The quantum Liouville equation (von Neumann equation) is given by
$$i \hbar \: \partial_t \rho = [ H, \rho ] \quad .$$
Similarly, the Schrödinger equation reads
$$ i \hbar \: \partial_t |\psi\rangle = H |\psi \rangle \quad .$$
I'm assuming that the Schrödinger equation is a limiting case of the Liouville (mixed states to pure state), but how would I write that mathematically?
Here is my attempt…
My guess is that it goes something like
$$\rho = \sum_i p_i | \psi_i \rangle \langle \psi_i | \quad .$$
Insert that into the Quantum Liouville equation:
\begin{align}
i \hbar \: \partial_t \rho &= \sum_i p_i [ H, | \psi_i \rangle \langle \psi_i |]\\
i \hbar \: \partial_t \rho &= \sum_i p_i (H | \psi_i \rangle \langle \psi_i | – | \psi_i \rangle \langle \psi_i | H )\\
i \hbar \: \partial_t \rho &= \sum_i p_i E_i ( | \psi_i \rangle \langle \psi_i | – | \psi_i \rangle \langle \psi_i | ) = 0 .
\end{align}
Which obviously doesn't work. Can anyone help?

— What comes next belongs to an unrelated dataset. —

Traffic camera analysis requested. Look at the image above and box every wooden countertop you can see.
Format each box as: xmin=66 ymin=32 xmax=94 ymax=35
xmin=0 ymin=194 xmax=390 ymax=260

For reference, I'm looking notation from here on Wikipedia.
Best Answer
I would not describe the situation this way, but I would say they are certainly related. If you wanted my opinion on which is primal, I would say the Schrodinger equation.
Anyways, take your definition of $$ \rho = \sum_i p_i |\Psi_i\rangle\langle\Psi_i| $$ and take the "limit" where all $p_i\to 0$ except for one of them $p_0 \to 1$. This is called a "pure state," and pure states are the main purview of the Schrodinger equation, so we will be able to derive a relationship.
For the pure state we have: $$ \rho_{\text{pure}} = |\Psi_0\rangle\langle\Psi_0|\;. $$
Setting $\hbar=1$, the Schrodinger equation for our state $|\Psi_0\rangle$ is: $$ i\partial_i|\Psi_0\rangle = H|\Psi_0\rangle\;,\tag{A} $$ and its Hermitian conjugate is: $$ -i\partial_i\langle\Psi_0| = \langle\Psi_0|H.\tag{B} $$
Therefore, the Liouville-von-Neumann equation follows from the Schrodinger equation since: $$ i\partial_t\rho_{\text{pure}}=i\partial_t(|\Psi_0\rangle\langle\Psi_0|) $$ $$ = i\left(H|\Psi_0\rangle\langle\Psi_0| - |\Psi_0\rangle\langle\Psi_0|H\right)\tag{C} $$ $$ =i[H,\rho_{\text{pure}}]\;, $$ where the third line (tagged "C") follows by plugging in the the two forms of the Schrodinger equation in Eq. (A) and Eq. (B).
Update (writing up TF's comments as a answer to the converse question):
Assuming the Hamiltonian is time-independent, I can formally solve the LvN equation by writing: $$ \rho(t) = U(t)\rho(0)U^\dagger(t)\;, $$ where $U(t) = e^{-iHt}$.
Therefore, for a pure state: $$ \rho(t) = |\Psi(t)\rangle\langle\Psi(t)| = U(t)|\Psi(0)\rangle\langle\Psi(0)|U^\dagger(t)\;, $$ where we now identify $$ |\Psi(t)\rangle = U(t)|\Psi(0)\rangle\;. $$
Now, we see that $$ \partial_t|\Psi(t)\rangle = (\partial_t U(t))|\Psi(0)\rangle =-iH|\Psi(t)\rangle\;, $$ which is the Schrodinger equation.